Huw Edwards tells the history of Modern Wales and of his own family

5th March 2014

BBC news presenter Huw Edwards delves into his own family's past to explain how Wales became the world's first industrial nation, in a new television series on S4C. Creu Cymru Fodern gyda Huw Edwards (The Creation of Modern Wales with Huw Edwards) starts on Sunday, 9 March.

"My family, the Edwardses, were tenant farmers near Bwlchllan, in the hills of Ceredigion above Aberaeron," says Huw. "When the industrial revolution took off, and hard times hit rural Wales, some of the family emigrated to Ohio. "But others headed for the 'Welsh Klondike' - the South Wales coalfield.
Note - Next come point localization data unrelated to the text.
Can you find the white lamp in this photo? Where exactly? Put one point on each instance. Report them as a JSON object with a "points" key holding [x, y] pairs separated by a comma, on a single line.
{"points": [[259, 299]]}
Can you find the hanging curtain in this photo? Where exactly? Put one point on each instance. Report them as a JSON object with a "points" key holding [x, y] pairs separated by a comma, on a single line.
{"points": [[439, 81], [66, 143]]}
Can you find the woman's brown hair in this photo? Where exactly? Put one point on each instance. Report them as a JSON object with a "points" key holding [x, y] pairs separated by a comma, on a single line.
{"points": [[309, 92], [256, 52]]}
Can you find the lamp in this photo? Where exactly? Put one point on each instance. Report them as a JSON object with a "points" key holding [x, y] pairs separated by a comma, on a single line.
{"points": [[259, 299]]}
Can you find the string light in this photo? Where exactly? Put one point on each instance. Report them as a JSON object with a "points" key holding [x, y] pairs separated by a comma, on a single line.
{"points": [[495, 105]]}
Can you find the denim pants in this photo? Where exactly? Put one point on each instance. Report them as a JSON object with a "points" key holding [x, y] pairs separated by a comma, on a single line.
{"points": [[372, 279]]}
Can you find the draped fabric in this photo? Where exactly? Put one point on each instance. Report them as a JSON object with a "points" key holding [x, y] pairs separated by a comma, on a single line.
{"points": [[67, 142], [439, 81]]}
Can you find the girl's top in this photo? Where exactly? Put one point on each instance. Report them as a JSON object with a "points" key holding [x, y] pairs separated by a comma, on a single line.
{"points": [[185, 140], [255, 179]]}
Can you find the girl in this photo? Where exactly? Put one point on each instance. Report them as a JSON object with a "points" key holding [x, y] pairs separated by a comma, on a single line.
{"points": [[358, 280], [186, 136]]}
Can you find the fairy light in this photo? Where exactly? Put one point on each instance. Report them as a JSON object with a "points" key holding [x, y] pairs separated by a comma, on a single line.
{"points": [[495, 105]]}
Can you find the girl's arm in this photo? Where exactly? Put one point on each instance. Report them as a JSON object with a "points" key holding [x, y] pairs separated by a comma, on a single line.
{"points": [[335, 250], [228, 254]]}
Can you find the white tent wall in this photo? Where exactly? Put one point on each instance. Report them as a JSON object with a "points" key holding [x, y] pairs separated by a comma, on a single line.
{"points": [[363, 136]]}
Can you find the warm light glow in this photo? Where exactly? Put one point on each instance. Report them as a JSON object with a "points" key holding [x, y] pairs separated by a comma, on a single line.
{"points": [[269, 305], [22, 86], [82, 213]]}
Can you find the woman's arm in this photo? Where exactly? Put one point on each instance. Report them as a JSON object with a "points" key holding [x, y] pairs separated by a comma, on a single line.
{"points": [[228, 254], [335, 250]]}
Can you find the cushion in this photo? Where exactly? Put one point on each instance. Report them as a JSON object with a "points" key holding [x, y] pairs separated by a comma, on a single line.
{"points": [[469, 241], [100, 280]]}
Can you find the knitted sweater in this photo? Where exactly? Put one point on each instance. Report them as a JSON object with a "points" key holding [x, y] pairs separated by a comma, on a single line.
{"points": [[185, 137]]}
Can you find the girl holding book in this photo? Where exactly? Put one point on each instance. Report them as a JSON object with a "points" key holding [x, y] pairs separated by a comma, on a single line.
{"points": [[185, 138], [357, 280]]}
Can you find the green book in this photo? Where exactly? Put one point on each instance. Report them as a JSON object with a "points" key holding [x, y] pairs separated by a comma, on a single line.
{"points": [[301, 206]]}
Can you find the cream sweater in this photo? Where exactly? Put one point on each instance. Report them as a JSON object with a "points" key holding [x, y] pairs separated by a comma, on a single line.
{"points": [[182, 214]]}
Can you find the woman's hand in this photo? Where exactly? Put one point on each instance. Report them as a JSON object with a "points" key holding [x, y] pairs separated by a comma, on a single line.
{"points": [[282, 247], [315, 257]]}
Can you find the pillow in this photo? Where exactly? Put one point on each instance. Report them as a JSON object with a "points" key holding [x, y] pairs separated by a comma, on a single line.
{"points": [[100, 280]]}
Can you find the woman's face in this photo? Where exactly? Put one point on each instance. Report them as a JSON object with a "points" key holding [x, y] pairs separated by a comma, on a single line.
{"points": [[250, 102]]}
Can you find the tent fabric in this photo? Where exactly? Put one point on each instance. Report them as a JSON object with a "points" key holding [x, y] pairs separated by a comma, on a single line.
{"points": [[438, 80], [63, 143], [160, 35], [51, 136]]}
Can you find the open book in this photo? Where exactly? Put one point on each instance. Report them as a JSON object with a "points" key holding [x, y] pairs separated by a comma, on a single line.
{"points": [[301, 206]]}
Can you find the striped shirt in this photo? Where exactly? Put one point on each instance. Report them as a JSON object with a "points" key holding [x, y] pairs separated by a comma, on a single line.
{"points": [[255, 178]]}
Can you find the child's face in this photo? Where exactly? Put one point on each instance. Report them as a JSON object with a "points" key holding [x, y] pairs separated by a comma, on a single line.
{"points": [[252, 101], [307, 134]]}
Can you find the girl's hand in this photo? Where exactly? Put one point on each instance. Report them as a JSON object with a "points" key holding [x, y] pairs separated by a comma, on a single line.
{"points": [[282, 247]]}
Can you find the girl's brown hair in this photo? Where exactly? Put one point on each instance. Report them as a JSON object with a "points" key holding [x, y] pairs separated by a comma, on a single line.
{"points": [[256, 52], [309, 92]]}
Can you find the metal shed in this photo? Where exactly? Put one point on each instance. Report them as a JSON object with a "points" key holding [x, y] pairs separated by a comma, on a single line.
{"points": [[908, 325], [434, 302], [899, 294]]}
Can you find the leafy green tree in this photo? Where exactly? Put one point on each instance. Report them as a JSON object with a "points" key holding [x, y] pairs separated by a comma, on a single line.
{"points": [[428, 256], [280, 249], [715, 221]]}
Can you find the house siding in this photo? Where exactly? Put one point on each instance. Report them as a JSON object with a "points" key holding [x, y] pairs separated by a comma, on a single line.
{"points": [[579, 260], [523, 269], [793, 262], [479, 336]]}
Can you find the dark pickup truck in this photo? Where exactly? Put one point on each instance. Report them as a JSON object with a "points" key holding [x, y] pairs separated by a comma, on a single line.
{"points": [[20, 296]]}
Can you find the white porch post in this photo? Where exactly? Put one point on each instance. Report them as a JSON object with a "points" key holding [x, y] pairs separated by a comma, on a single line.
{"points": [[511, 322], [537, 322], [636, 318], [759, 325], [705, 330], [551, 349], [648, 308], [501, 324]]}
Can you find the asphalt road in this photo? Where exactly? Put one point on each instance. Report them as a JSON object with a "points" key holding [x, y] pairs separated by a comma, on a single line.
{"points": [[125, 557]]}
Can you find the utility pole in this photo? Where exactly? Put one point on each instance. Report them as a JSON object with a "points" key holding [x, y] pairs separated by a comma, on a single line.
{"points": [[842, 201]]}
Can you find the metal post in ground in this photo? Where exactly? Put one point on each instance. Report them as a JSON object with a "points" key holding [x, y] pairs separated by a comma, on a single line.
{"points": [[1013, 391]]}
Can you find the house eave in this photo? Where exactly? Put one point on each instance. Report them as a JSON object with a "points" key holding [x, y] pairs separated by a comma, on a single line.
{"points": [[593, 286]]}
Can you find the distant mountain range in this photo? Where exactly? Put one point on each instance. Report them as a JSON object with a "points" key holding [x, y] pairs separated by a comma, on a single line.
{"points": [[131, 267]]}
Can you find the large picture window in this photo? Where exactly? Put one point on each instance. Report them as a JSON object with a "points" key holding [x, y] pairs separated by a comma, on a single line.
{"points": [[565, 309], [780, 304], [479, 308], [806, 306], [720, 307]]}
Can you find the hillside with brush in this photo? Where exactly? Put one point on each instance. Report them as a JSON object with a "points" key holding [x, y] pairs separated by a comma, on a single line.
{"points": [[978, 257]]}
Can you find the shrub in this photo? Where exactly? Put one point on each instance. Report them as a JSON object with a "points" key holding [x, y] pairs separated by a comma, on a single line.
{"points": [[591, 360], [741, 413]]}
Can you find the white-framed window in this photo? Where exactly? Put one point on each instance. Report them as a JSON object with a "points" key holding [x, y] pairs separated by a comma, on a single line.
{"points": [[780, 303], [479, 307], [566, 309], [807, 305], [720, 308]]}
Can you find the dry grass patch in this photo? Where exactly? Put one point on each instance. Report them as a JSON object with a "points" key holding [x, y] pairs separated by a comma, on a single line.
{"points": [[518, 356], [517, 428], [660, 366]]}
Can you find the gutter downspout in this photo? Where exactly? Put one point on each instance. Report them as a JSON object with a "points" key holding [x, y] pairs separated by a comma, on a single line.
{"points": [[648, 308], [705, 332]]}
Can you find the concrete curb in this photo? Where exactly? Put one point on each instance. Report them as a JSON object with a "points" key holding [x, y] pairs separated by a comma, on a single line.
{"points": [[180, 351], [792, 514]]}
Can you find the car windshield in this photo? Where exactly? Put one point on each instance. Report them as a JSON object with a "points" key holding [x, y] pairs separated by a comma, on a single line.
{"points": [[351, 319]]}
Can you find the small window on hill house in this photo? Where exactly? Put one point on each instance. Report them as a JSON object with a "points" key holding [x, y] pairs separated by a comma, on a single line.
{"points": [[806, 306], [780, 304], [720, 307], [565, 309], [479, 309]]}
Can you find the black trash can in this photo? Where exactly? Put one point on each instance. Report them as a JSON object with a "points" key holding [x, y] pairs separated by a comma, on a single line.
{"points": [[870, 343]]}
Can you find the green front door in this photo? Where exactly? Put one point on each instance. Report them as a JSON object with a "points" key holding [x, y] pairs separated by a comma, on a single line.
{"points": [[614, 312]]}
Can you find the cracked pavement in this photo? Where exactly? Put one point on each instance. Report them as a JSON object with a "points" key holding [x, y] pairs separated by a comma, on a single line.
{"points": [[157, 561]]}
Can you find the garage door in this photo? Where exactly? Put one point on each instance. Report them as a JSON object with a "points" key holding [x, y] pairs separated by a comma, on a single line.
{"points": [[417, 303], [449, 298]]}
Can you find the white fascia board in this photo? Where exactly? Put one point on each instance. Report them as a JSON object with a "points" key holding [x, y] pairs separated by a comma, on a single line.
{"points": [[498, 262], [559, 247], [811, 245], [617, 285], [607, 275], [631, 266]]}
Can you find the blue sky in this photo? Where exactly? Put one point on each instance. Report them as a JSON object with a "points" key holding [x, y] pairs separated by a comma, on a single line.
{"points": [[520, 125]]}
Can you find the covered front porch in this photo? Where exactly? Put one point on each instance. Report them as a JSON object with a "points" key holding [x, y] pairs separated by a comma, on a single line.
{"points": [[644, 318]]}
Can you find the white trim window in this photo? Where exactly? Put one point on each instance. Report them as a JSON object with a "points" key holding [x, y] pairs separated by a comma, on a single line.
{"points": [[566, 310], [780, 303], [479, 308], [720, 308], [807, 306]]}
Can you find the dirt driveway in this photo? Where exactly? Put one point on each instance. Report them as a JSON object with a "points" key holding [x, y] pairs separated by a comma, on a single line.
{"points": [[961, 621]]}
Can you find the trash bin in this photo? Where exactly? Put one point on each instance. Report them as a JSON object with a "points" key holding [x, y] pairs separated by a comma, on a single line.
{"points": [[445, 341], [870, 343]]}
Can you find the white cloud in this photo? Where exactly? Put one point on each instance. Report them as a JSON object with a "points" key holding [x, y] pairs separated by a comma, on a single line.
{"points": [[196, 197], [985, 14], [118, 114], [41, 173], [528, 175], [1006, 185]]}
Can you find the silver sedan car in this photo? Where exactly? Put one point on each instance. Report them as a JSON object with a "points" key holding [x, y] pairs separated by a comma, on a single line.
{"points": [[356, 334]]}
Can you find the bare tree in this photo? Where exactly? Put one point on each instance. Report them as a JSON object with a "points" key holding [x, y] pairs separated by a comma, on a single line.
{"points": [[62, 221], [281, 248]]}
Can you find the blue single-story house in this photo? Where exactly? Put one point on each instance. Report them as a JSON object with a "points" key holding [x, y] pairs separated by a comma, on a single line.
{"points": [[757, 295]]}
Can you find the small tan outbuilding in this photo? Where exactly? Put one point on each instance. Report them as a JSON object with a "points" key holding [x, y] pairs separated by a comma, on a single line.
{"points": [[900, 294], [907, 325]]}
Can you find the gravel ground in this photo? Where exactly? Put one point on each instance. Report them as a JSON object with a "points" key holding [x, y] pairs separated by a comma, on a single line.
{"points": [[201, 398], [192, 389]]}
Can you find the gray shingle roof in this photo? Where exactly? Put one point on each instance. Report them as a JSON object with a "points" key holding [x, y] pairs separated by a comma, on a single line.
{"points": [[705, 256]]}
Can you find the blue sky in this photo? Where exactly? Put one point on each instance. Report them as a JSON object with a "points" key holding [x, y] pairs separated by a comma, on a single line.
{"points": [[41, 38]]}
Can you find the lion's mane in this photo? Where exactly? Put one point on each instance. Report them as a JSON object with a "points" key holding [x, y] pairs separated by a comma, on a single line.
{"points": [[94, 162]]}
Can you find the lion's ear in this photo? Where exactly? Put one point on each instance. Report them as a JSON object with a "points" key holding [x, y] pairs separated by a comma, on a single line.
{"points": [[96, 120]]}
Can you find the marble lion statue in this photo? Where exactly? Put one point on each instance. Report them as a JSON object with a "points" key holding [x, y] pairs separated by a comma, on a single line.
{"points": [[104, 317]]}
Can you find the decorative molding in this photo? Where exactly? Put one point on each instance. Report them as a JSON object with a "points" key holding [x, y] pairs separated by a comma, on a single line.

There, they linked up with tens of thousands of other Welsh speakers, and were part of a community which helped to forge a modern identity for the nation."

In the first episode, Huw returns to the family graves in Bwlchllan, Ceredigion to start an incredible journey which will reveal how the commerce, industry and nature of Welsh society were revolutionised within a century between 1750 and 1850. By the end of that period, industry in Wales was employing more people than agriculture - Wales became the world's first industrial nation.

One of the main reasons for the industrial change was increased literacy says Huw, which was all down to a clever scheme thought up by two individuals from Carmarthenshire. "Children in this area are still being taught about Griffith Jones and Bridget Bevan, the two people responsible for this change. Their idea was to have a school that travelled from village to village, to ensure everyone could read the scriptures. Before long, more people in Wales could read than in any other area in the world."

And with literacy came a new wave of Christian followers and families across Wales who lived by the Bible's message of dedication, perseverance and hard work. Here was Wales's new workforce, but they needed one more essential ingredient, natural resources, and luckily, "the land in Wales was a treasure trove of natural resources," according to Huw.

On 2 March, 1768 a digger on Anglesey came across a great seam of copper in the island's Paris Mountain, and from this point onwards the story unfolds quickly as modern Wales starts to form.

A major copper industry was established on Anglesey, before an even bigger one was set up in Swansea which gained a world-wide reputation. The first iron furnaces were built and the first railway transport was set in motion, both for the first time in Wales. The disparity between the wealthy owners and the poor workers grew and grew and the people started to revolt. Wales witnessed the Chartists Revolution and the Rebecca Riots, and by this time some Welsh people had decided to up-sticks and sail for America.

"Naturally, my family background has always been important to me," says Huw. "But making this series has shown me how our story fits in with a huge transformation which affected everyone in Wales, and created the modern nation that we're all part of."

The story continues next Sunday on S4C.